The Bank Job (2008)
6/10
Not quite what it could have been...
13 April 2008
Warning: Spoilers
The most dangerous lies are those that are based on kernels of truth. This is why I cringe whenever I see the ominous words 'based on a true story' advertising a film. The Bank Job is the fictionalized story of the walkie-talkie robbery that took place in London in 1971. A small team of Cockney lads, existing on the margins of criminal milieu, successfully robbed the safety box vault of a posh branch of Lloyd's Bank and, on the face of it, got away with most of the proceeds.
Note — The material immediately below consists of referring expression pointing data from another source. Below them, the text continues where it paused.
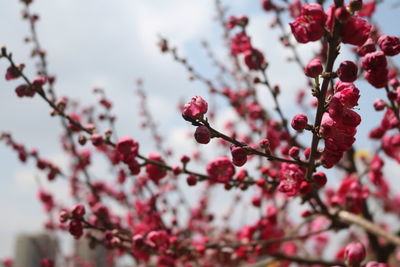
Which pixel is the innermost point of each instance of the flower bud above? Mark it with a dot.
(313, 68)
(202, 135)
(299, 122)
(347, 71)
(319, 179)
(354, 253)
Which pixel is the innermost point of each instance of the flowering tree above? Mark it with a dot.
(275, 159)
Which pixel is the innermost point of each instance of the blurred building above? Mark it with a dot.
(30, 249)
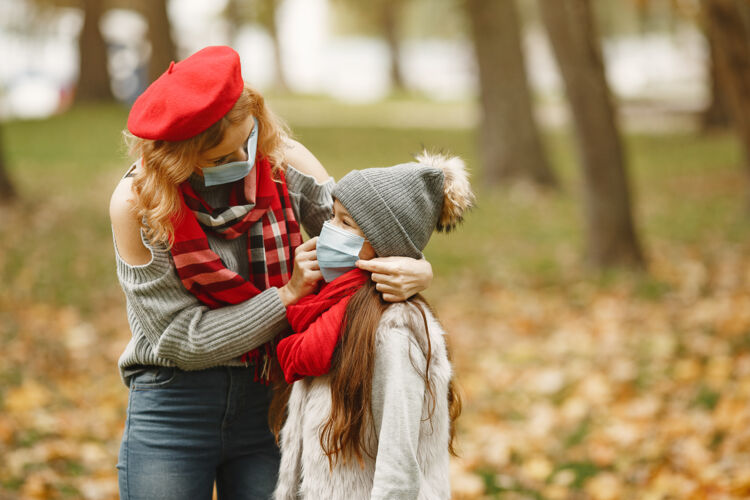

The film uses some of the facts (the crew was indeed spotted by a ham radio operator, only a handful of safety box owners made any claims) and lots of gossip (the rumour was that one of the safety boxes contained naughty exploits of a royal princess, another implicated a cross-dressing Lord Mountbatten) , then adds some of its own inventions: MI5, or was it MI6, staged the whole operation to recover the pictures and there was also a ledger detailing payoffs to crooked police by a porn king (David Suchet, unfairly looking like the late Ronnie Corbett). Jason Statham, as Terry the leader of the crew, does his Jason Statham act and the rest of the cast turns up to give reliable performances. The whole film works in its contrived and rushed way, but it is much less than what it should have been. The look of the film tries to emulate the 1970s heist flicks but the director (Roger Donaldson) is not sure whether he wants to make a Boulting Brothers style heist romp or a more grungy Brit gangster film. Light-hearted scenes suddenly give way to brutal torture of likable characters, farcical asides lead to serious exchanges. The look of the film, although generally true to the era, sometimes appears sloppy or rushed (underground signs, for example, look distractingly modern).

It is an old-fashioned script with an old-fashioned structure. The use of real names for dead characters, with all the implications on their reputation and on their families, is a nasty element in the film, considering that it is largely based on gossip and innuendo, and it sits uncomfortably with the would-be comedy of bumbling crooks, spooks and coppers.